Async Processing and Kafka Essentials

tl;dr: Event-driven architecture fundamentals, Kafka topics and partitions, producer-consumer patterns, consumer groups, exactly-once semantics, and production-ready async processing.

Synchronous request-response works for many applications, but at scale, you need asynchronous processing. Kafka has become the de facto standard for event streaming, but understanding it deeply requires grasping its core concepts.

Here’s what you need to know beyond the basics.

When to Use Async Processing

Not everything should be async. Use it when:

1. Decoupling Services

Services don’t need immediate responses
You want to add consumers without changing producers
Services have different processing speeds

2. High Throughput

Need to handle bursts of traffic
Processing can be done later
Batch processing is acceptable

3. Resilience

Don’t want one slow service to block others
Need fault tolerance
Want replay capability

4. Event Sourcing

Need audit trail
Want to rebuild state from events
Need time-travel debugging

Kafka Architecture Fundamentals

Kafka is a distributed event streaming platform. Understanding its architecture is key to using it effectively.

Kafka Architecture

graph TB
    P1[Producer 1] --> Topic[Topic user-events<br/>Partition 0 Offset 0-1000<br/>Partition 1 Offset 0-1500<br/>Partition 2 Offset 0-800]
    P2[Producer 2] --> Topic
    
    Topic --> C1[Consumer 1<br/>Group analytics<br/>Partition 0]
    Topic --> C2[Consumer 2<br/>Group analytics<br/>Partition 1]
    Topic --> C3[Consumer 3<br/>Group analytics<br/>Partition 2]
    
    Topic --> Broker[Kafka Broker<br/>Replication 3<br/>ISR 3]

Core Concepts

Topics: Categories or streams of messages (e.g., user-events, orders)
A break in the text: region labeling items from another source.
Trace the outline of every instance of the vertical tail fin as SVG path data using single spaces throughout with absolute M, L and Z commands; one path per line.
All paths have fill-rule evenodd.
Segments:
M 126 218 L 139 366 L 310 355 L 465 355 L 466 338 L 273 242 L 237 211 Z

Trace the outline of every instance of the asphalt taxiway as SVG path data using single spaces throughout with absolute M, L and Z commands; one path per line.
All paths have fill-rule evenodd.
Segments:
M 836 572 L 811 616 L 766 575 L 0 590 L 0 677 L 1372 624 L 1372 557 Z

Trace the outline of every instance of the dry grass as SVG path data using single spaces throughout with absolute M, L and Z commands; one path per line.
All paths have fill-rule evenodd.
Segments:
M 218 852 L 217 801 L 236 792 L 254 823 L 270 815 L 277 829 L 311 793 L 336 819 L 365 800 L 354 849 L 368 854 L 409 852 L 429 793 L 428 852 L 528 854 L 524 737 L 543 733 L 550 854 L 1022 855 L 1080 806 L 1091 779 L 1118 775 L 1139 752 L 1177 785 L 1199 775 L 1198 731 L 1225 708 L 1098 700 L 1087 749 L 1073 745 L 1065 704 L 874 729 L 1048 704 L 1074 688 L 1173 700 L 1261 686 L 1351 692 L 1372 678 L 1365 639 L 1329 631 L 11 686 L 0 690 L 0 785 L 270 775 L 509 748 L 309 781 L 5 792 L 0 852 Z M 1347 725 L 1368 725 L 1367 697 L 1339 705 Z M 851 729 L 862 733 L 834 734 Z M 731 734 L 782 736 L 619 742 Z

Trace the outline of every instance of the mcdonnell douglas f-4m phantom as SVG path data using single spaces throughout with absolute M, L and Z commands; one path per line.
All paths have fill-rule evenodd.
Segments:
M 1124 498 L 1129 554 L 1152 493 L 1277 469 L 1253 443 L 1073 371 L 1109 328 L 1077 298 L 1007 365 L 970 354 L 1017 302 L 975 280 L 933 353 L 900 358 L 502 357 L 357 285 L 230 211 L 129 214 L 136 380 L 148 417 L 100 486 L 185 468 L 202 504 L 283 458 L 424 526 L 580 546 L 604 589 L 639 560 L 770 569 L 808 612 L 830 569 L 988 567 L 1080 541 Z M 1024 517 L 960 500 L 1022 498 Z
Partitions: Ordered sequences within a topic. Partitions enable:

Parallelism (multiple consumers can process different partitions)
Ordering (messages within a partition are ordered)
Scalability (add partitions to scale)

Offsets: Unique position of a message in a partition. Immutable and sequential.

Consumer Groups: Set of consumers that work together to consume a topic. Each partition is consumed by only one consumer in a group.

Replication: Copies of partitions across brokers for fault tolerance.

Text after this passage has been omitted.